How to Derive the Hilbert-Space Formulation of Quantum Mechanics From Purely Operational Axioms

TL;DR

This paper derives the Hilbert space formulation of quantum mechanics from operational axioms, emphasizing local observability and informational completeness, thus providing a foundational perspective rooted in experimental principles.

Contribution

It introduces a new operational axiomatization of quantum mechanics based on five simple postulates and the concept of informationally complete observables.

Findings

Derivation of real Hilbert space structure from operational axioms

Representation of elements as operators over complex Hilbert space in finite dimensions

Reconciliation of nonlocality holism with local observation reductionism

Abstract

In the present paper I show how it is possible to derive the Hilbert space formulation of Quantum Mechanics from a comprehensive definition of "physical experiment" and assuming "experimental accessibility and simplicity" as specified by five simple Postulates.
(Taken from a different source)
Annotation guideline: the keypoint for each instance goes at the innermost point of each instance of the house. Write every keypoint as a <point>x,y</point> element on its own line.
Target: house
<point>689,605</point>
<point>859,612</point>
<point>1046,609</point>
This accomplishes the program presented in form of conjectures in the previous paper quant-ph/0506034. Pivotal roles are played by the "local observability principle", which reconciles the holism of nonlocality with the reductionism of local observation, and by the postulated existence of "informationally complete observables" and of a "symmetric faithful state". This last notion allows one to introduce an operational definition for the real version of the "adjoint"--i. e. the transposition--from which one can derive a real Hilbert-space structure via either the Mackey-Kakutani or the Gelfand-Naimark-Segal constructions. Here I analyze in detail only the Gelfand-Naimark-Segal construction, which leads to a real Hilbert space structure analogous to that of (classes of generally unbounded) selfadjoint operators in Quantum Mechanics. For finite dimensions, general dimensionality theorems that can be derived from a local observability principle, allow us to represent the elements of the real Hilbert space as operators over an underlying complex Hilbert space (see, however, a still open problem at the end of the paper). The route for the present operational axiomatization was suggested by novel ideas originated from Quantum Tomography.